A desperate idea sparked in his mind. The cameras. The Lucent’s security system still worked, looping its footage to a central server he’d hacked into months ago. It was his private, all-seeing eye.
He sprinted back to his table, his hands shaking as he flipped his laptop open. He bypassed the login, his fingers flying across the keyboard, typing in the familiar command strings. He pulled up the feed for Food Court Camera 4, the one with the clearest view of the Burger King seating area. He rewound the footage by five minutes.
He watched the screen, his blood turning to ice.
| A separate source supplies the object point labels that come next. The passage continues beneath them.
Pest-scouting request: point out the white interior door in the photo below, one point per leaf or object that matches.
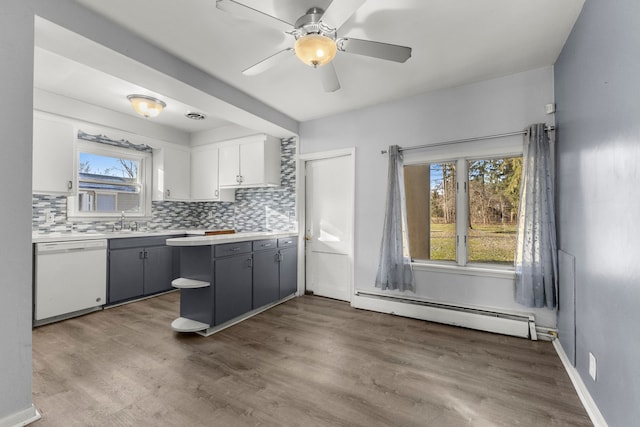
(329, 201)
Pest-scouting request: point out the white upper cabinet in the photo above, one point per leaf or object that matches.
(204, 176)
(171, 174)
(253, 161)
(52, 156)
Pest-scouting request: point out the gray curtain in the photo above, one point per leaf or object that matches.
(394, 269)
(536, 260)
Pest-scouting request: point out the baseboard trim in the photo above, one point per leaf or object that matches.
(583, 393)
(418, 310)
(21, 418)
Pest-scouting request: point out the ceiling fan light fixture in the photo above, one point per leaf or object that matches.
(146, 106)
(315, 50)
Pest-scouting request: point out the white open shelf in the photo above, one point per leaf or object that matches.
(182, 324)
(182, 283)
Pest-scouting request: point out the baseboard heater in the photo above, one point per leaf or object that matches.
(485, 320)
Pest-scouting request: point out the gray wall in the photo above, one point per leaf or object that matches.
(495, 106)
(597, 80)
(16, 86)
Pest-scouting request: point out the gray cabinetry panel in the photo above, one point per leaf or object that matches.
(266, 288)
(259, 245)
(229, 249)
(139, 266)
(233, 287)
(288, 271)
(125, 274)
(158, 269)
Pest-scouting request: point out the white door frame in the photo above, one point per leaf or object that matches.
(302, 214)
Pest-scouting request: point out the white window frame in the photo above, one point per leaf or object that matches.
(144, 173)
(461, 154)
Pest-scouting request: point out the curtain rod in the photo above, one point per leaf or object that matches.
(477, 138)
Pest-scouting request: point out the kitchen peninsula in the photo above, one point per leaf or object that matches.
(225, 279)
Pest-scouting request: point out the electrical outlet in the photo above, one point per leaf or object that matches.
(592, 366)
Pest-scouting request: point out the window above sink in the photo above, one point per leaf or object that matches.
(110, 181)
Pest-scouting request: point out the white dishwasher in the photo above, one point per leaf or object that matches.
(70, 279)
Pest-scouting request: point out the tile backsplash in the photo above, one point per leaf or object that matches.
(255, 209)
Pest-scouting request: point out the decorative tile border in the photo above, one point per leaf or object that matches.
(255, 209)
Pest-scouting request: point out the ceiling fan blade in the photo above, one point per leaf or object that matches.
(267, 63)
(329, 77)
(243, 11)
(339, 11)
(390, 52)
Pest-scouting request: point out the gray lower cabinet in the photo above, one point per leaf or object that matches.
(126, 274)
(288, 264)
(236, 278)
(232, 281)
(266, 272)
(138, 267)
(288, 271)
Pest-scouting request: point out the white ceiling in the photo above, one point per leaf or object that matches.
(454, 42)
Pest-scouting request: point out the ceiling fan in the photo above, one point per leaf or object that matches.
(316, 39)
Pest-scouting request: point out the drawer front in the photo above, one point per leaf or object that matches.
(259, 245)
(139, 242)
(228, 249)
(285, 242)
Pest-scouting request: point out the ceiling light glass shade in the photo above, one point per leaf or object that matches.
(146, 105)
(315, 50)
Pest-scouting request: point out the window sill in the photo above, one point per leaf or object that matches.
(110, 218)
(469, 270)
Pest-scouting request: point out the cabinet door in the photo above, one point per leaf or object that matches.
(266, 288)
(158, 269)
(52, 157)
(125, 274)
(171, 174)
(229, 160)
(288, 271)
(177, 174)
(204, 173)
(232, 287)
(252, 163)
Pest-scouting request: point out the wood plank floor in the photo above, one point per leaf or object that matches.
(308, 362)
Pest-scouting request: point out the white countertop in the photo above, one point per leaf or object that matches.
(197, 237)
(229, 238)
(90, 235)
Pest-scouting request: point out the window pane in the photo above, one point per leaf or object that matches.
(494, 195)
(431, 210)
(108, 184)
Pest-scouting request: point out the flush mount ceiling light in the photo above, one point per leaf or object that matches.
(315, 49)
(146, 106)
(194, 115)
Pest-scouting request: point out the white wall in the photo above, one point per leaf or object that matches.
(88, 116)
(16, 82)
(495, 106)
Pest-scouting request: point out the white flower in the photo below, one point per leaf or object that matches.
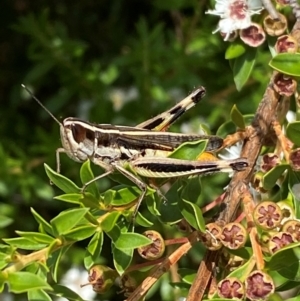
(73, 279)
(296, 191)
(232, 152)
(235, 14)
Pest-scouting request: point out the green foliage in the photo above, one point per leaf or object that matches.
(122, 62)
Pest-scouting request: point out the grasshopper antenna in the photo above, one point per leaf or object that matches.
(40, 103)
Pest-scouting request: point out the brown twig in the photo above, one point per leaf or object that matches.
(257, 133)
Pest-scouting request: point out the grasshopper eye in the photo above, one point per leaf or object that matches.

There he was, sitting at his table. He saw himself stand up, stare intently at something across the room, and then start walking. He saw himself call out, run to the service corridor, and then stumble back to an empty table.
The chair she had been sitting in was vacant for the entire duration of the clip. The table was clean. There was no woman. No Whopper. Nothing.
According to the unblinking eye of the camera, Kevin had been chasing a ghost.